I’ve heard of one VC in Singapore giving away term sheets to startups without even honoring them in the end just to bring LP money in. That’s sad because, in this industry, news travels fast, and if you really want to thrive in this industry, your reputation is everything.

How about these past few days in MDI?

MDI Ventures is perhaps one of the few profitable VCs in Indonesia. Last month alone (June/July), we experienced three exit events, totaling of five exits thus far after only 4 years in operation, that is one IPO in the TSE and another one in the ASX. This signals the new dawn for the region’s startups as more money is flowing inbound. The team’s spirit is at all time high.

Let’s move on to BRI. How did you manage to go there?

MDI Ventures was one of the first models of Corporate Venture Capital (CVC). Rumor has it that we were referenced every time CVC is mentioned in corporate meeting rooms all over town. I believe the first validation to work with outside entity was when we collaborate with Mandiri Capital to launch Mandiri Digital Incubator in 2016. That was our first interaction with the banking sector.

Since then we’ve been working closely with Pegadaian and Pertamina to introduce startup x corporation collaboration synergy.

When you talk about digital transformation in the banking sector, BRI has been one of the most progressive implementing its digital initiatives starting in 2017. Started discussing about the fund in 2018 and the ecosystem thesis was coined.

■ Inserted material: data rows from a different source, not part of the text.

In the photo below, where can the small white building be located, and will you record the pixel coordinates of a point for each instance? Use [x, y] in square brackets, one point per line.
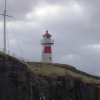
[47, 50]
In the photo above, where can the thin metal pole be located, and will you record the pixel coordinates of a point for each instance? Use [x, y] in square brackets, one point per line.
[5, 28]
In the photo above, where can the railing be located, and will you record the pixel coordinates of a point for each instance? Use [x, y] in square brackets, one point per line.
[47, 41]
[15, 56]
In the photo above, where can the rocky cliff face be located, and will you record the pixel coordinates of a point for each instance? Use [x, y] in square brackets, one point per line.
[18, 83]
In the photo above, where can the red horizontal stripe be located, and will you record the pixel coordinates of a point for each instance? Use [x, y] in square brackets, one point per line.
[47, 50]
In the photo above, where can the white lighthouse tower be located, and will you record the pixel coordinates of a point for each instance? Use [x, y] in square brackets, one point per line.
[47, 50]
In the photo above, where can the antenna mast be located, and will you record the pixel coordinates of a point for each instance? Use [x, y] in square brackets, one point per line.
[5, 27]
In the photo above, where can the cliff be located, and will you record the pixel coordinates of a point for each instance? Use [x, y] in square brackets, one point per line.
[37, 81]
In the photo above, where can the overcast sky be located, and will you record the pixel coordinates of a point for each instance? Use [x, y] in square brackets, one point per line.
[74, 25]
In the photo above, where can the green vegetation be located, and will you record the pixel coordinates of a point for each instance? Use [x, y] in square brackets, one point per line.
[63, 70]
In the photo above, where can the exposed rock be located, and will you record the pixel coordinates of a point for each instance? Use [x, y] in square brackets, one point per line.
[17, 83]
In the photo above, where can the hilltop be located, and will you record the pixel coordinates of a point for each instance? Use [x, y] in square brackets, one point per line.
[20, 80]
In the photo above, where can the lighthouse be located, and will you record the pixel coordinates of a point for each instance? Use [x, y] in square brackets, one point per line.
[47, 42]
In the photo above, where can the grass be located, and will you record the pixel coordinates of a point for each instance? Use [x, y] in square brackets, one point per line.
[58, 70]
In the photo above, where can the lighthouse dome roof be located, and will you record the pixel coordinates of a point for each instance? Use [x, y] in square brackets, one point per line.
[47, 34]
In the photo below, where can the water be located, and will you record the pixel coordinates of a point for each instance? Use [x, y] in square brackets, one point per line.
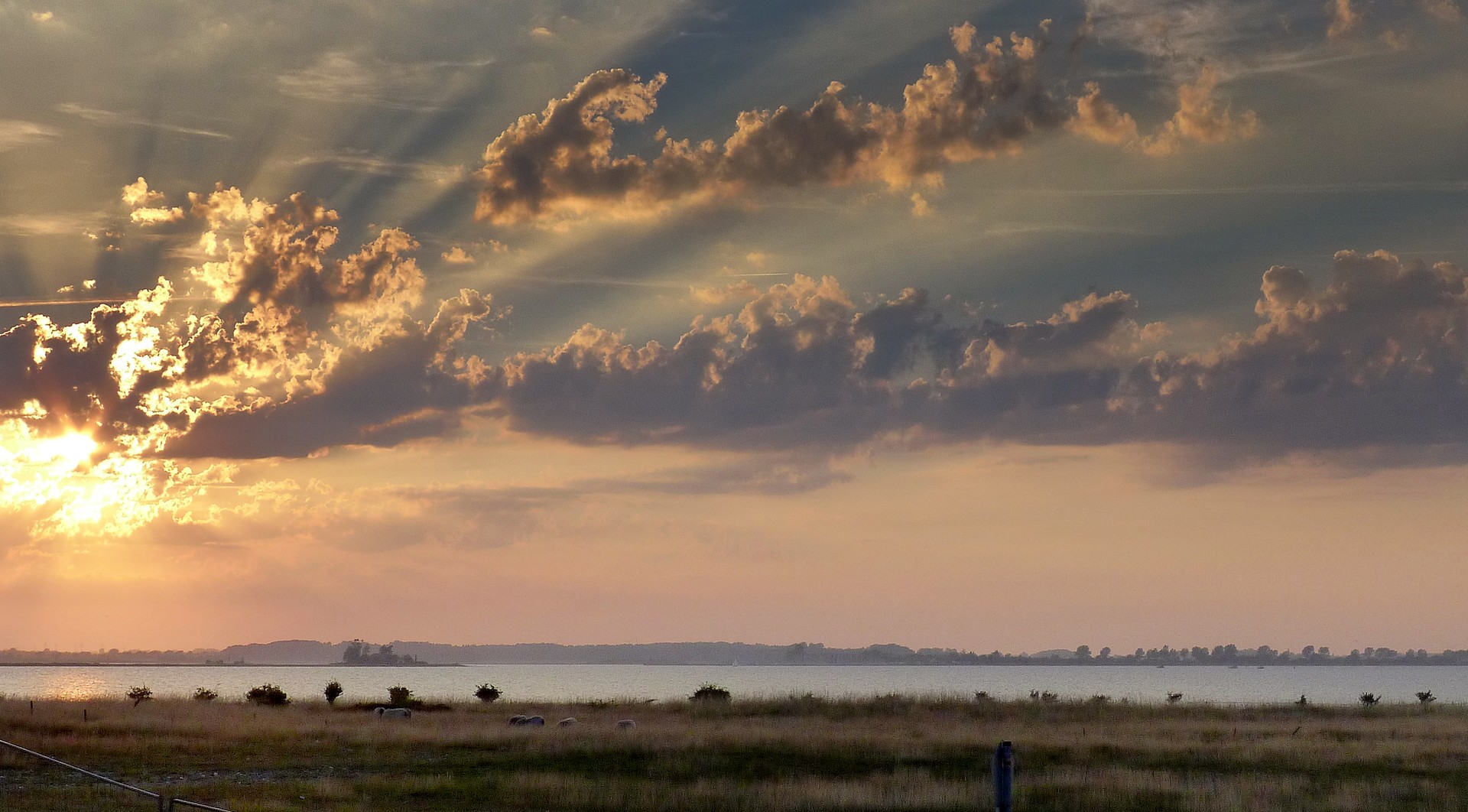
[1324, 684]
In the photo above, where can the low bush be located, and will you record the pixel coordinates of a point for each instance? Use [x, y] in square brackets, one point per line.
[268, 695]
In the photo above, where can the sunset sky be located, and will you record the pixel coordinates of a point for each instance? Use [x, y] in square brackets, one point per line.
[979, 325]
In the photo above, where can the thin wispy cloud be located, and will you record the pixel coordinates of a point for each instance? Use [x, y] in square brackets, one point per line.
[113, 118]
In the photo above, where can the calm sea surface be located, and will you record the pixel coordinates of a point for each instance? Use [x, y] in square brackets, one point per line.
[550, 683]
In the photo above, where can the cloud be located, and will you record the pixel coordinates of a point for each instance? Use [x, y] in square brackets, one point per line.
[52, 225]
[1200, 118]
[15, 134]
[375, 165]
[109, 118]
[1343, 19]
[301, 350]
[401, 86]
[561, 164]
[1101, 121]
[1444, 11]
[1376, 359]
[459, 256]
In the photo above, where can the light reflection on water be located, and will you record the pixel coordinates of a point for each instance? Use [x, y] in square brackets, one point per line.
[1335, 684]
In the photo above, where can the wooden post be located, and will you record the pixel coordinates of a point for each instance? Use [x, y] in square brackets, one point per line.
[1003, 765]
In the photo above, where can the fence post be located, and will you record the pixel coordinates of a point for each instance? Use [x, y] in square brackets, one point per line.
[1005, 777]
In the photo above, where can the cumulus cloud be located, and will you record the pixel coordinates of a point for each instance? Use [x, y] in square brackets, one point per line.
[303, 346]
[457, 256]
[301, 349]
[1343, 19]
[984, 102]
[1101, 121]
[1200, 118]
[1376, 359]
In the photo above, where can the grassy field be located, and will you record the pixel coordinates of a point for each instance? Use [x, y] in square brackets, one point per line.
[799, 754]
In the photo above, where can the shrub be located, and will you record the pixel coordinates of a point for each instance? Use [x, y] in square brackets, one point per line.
[711, 693]
[400, 697]
[268, 695]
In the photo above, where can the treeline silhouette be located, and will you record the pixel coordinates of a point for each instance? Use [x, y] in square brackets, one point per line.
[398, 652]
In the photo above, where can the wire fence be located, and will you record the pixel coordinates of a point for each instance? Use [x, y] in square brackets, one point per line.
[165, 802]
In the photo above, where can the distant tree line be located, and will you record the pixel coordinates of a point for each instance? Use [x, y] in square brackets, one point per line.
[359, 652]
[1263, 655]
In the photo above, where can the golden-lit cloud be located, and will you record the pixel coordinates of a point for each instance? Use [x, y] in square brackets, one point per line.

I stated clearly that leaving for BRI Ventures doesn’t mean leaving MDI Ventures completely. Both are clearly in synergy in many ways and learning to leverage each other’s resources: the biggest bank, the biggest telco, and the tech startup right in the middle. We are definitely looking forward to forming up a collaboration sooner that you expected.

Taking a break from the investment story, tell me about your teaching experience?

UPH Lecture/ Nicko Widjaja
UPH Lecture/ Nicko Widjaja

Again, life sometimes takes a strange turn – especially for someone who hates school. I taught at UPH Business School during 2010 – 2015 (around the same time of Systec Ventures). It’s an exciting opportunity to experience the streams of thought from the next generation of leaders, entrepreneurs, etc.

My method was quite unconventional. I believe when you meet one of my students they could share one of their experiences of being inside my chaotic classroom. But most of the time I spoke more about the new digital economy, comparing case studies from Amazon, YCombinator, Yahoo, etc. and build some sort of relevance to what’s happening domestically.

If you can attribute your success, what would it be?

First, don’t be afraid to make mistakes as long as you try to learn as much from them. Second, some skin in the game.

Written by Nicko Widjaja
Written by Nicko Widjaja

Any suggestion for those who want to start their own startups?

I might be known for my bluntness when judging startups, but here’s what I think: You feel you can be the next unicorn? No, I don’t think so.

Unicorns didn’t even aim to be one. It’s the mindset of the underdogs that put Google, Facebook, Netflix on the pedestal. It’s the underdogs who won against the corporate arrogance of domination: Netflix Vs Blockbuster, Amazon Vs Barnes & Noble (and later the whole retail chains in America), Apple Vs IBM, and so on.

So, if you’re a startup and your aim is world domination before even begin to validate yourself, then you belong in the insane asylum.